For 2001, NTSB found that American Airlines’ Advanced Aircraft Maneuvering Program trained pilots to use aggressive rudder inputs to recover from wake encounters. The First Officer was executing a flawed corporate policy under high-stress. I personally would not blame those particular pilots. The A300-600 had sensitive rudder pedals. That tragic combination of systemic training failure and design flaw is exactly why the FAA and the aviation industry had to rewrite how maneuvering speed and rudder limits are taught. Safety rules sometimes written in blood.
As for the 2017 Emirates-Challenger incident, altitude was the only thing that mattered. The corporate jet lost nearly 10,000 feet in an uncontrolled free-fall while the pilots flew blind, waited for instruments to reboot, and re-started the engines. If that exact same encounter at 3,000 feet, everyone dies before recovery is possible, aggressive rudder or not.
*2026 (ooof)
Eurowings (2026) and the business jet (2017) each had altitude and better training on their side.
I just hope that the pilots react with the best practices when encountering turbulence.
AA587 did not fly itself but it was airworthy before the flight and during the takeoff.
@jns — A300 included autopilot. (Not really at-issue, but…)

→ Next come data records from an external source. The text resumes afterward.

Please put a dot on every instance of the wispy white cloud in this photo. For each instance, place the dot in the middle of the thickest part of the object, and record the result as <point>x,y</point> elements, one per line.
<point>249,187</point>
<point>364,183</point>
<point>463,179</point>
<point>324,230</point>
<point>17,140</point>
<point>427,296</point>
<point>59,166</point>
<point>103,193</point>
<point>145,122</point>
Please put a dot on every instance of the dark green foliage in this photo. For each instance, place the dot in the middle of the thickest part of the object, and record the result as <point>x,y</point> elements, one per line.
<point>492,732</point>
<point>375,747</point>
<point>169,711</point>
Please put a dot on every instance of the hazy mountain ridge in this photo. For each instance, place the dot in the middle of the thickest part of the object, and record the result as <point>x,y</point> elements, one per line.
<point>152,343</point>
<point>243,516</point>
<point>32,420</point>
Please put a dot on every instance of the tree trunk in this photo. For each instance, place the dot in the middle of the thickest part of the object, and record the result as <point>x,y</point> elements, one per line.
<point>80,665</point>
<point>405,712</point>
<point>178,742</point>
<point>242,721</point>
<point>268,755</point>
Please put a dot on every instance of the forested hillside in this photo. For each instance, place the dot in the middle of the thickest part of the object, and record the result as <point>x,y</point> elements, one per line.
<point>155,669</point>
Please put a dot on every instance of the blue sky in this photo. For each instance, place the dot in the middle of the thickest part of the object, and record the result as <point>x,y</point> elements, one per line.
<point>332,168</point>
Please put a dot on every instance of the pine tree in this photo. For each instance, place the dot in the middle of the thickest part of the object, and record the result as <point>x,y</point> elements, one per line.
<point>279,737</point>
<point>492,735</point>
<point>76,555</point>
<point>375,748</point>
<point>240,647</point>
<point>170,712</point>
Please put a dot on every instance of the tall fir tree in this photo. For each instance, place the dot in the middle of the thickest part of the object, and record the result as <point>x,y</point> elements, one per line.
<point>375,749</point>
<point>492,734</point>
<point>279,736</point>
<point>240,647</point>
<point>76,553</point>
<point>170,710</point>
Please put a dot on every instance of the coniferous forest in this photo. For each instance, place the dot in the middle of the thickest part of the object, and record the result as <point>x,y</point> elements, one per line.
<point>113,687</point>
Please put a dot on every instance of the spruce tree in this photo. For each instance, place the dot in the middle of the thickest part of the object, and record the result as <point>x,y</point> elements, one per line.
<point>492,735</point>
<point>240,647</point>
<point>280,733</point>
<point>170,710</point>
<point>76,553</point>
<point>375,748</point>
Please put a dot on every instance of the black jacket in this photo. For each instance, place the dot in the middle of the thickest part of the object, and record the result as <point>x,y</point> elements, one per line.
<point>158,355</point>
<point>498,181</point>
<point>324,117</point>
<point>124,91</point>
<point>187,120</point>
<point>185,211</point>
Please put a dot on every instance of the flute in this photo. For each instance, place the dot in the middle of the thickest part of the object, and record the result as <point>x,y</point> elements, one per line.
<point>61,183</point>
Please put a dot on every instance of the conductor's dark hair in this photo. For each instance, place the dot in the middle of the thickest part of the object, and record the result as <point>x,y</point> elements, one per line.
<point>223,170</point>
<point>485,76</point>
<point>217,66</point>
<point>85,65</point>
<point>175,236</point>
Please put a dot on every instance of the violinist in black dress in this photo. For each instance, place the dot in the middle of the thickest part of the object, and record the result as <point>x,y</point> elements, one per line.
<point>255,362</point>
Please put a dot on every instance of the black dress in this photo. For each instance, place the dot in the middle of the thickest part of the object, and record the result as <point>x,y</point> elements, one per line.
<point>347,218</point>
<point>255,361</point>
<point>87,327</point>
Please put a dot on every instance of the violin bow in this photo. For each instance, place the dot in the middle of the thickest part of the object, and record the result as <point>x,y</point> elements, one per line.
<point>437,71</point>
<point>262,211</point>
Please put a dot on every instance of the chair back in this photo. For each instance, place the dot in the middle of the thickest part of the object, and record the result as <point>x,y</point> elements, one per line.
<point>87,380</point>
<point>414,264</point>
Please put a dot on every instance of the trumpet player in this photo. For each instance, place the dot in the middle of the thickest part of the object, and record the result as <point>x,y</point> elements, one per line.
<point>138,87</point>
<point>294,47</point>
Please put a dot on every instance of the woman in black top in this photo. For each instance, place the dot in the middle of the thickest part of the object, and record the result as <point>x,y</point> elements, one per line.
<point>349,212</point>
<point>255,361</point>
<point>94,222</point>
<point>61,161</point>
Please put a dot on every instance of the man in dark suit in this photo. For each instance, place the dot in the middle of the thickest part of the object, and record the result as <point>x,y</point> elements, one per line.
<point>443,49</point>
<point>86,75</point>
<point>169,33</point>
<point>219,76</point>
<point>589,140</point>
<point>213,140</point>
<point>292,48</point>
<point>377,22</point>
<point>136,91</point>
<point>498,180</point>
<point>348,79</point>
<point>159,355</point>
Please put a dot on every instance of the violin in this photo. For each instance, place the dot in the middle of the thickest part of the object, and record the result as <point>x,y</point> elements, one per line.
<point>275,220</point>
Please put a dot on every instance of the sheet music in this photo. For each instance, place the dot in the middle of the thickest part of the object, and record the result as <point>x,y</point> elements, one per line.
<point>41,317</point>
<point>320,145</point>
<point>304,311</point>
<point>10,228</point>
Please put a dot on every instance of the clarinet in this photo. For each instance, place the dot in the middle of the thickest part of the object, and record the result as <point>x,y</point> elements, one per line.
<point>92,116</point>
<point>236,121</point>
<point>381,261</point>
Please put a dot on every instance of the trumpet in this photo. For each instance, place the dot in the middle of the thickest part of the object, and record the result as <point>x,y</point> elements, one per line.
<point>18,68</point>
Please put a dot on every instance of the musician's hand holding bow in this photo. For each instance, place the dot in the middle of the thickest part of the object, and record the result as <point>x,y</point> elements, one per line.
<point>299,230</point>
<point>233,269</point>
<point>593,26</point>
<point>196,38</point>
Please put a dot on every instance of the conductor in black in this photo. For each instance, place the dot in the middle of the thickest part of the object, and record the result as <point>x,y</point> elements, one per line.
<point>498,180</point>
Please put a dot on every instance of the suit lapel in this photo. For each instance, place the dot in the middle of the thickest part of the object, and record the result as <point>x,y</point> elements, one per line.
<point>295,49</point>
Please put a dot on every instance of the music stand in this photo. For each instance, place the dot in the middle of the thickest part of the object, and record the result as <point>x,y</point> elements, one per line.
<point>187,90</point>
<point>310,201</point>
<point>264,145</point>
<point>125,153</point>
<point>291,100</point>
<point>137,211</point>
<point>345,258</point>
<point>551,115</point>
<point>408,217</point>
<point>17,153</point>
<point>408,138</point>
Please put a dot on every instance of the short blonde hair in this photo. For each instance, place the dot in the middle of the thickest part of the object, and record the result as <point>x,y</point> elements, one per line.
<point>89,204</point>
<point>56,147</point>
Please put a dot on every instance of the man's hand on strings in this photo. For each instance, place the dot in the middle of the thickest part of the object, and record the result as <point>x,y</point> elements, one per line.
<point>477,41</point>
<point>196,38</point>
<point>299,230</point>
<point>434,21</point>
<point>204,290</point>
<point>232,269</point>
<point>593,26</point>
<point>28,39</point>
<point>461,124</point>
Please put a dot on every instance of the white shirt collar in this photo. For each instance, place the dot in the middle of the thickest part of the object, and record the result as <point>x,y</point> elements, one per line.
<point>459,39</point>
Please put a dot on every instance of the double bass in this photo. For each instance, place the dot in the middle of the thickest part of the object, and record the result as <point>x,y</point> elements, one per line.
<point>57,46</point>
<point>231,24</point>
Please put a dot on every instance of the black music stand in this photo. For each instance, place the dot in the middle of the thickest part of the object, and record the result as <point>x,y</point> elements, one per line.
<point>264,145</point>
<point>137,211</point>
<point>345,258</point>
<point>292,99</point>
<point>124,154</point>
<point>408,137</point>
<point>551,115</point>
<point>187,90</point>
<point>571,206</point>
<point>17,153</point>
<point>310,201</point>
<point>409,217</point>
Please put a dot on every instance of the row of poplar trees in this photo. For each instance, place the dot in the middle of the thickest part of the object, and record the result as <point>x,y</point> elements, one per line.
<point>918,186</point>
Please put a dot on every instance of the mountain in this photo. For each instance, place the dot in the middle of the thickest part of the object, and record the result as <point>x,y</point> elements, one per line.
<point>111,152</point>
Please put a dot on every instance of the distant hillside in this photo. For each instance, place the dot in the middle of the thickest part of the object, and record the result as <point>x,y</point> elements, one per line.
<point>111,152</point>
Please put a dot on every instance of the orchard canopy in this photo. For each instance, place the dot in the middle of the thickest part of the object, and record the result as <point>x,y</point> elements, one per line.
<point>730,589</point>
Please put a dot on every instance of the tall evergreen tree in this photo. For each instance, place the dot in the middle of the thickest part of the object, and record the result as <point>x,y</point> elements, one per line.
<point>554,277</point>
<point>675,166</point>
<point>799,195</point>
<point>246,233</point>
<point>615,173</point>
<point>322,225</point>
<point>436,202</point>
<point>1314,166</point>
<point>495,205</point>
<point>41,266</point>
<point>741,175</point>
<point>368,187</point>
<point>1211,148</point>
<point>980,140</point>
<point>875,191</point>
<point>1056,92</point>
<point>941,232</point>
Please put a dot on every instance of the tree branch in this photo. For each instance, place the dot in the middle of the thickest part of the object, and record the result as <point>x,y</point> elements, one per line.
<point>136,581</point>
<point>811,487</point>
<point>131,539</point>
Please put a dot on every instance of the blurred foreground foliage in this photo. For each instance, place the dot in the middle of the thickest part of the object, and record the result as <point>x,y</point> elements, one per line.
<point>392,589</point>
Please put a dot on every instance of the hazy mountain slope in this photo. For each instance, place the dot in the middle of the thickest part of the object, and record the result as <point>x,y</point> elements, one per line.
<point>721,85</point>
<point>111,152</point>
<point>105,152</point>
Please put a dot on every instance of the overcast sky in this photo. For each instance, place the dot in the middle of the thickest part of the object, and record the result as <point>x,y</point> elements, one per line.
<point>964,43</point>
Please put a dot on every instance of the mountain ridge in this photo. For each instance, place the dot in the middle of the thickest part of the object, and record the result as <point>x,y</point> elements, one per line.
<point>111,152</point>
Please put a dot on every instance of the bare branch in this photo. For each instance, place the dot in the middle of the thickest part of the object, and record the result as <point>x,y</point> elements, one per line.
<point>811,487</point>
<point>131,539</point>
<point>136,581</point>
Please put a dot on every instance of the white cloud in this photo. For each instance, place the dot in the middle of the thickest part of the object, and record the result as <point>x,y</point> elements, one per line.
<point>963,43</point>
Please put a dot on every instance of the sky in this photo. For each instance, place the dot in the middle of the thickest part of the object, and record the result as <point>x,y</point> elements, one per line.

@1990, we’ll need to agree to disagree (but I’ve got the data). The Rudder Sensitivity becomes minor issue given that the First Officer was fully certified on the Airbus A300-600 and thus should have known about the rudder sensitivty on that model (even with AA Training suggesting a different approach). Full Stop. Once again you brought up Altitude (on an entirely different incident), but you know full well it had no bearing on AA 573. You keep on dreaming up reasons why you’re “right”, but none of them apply.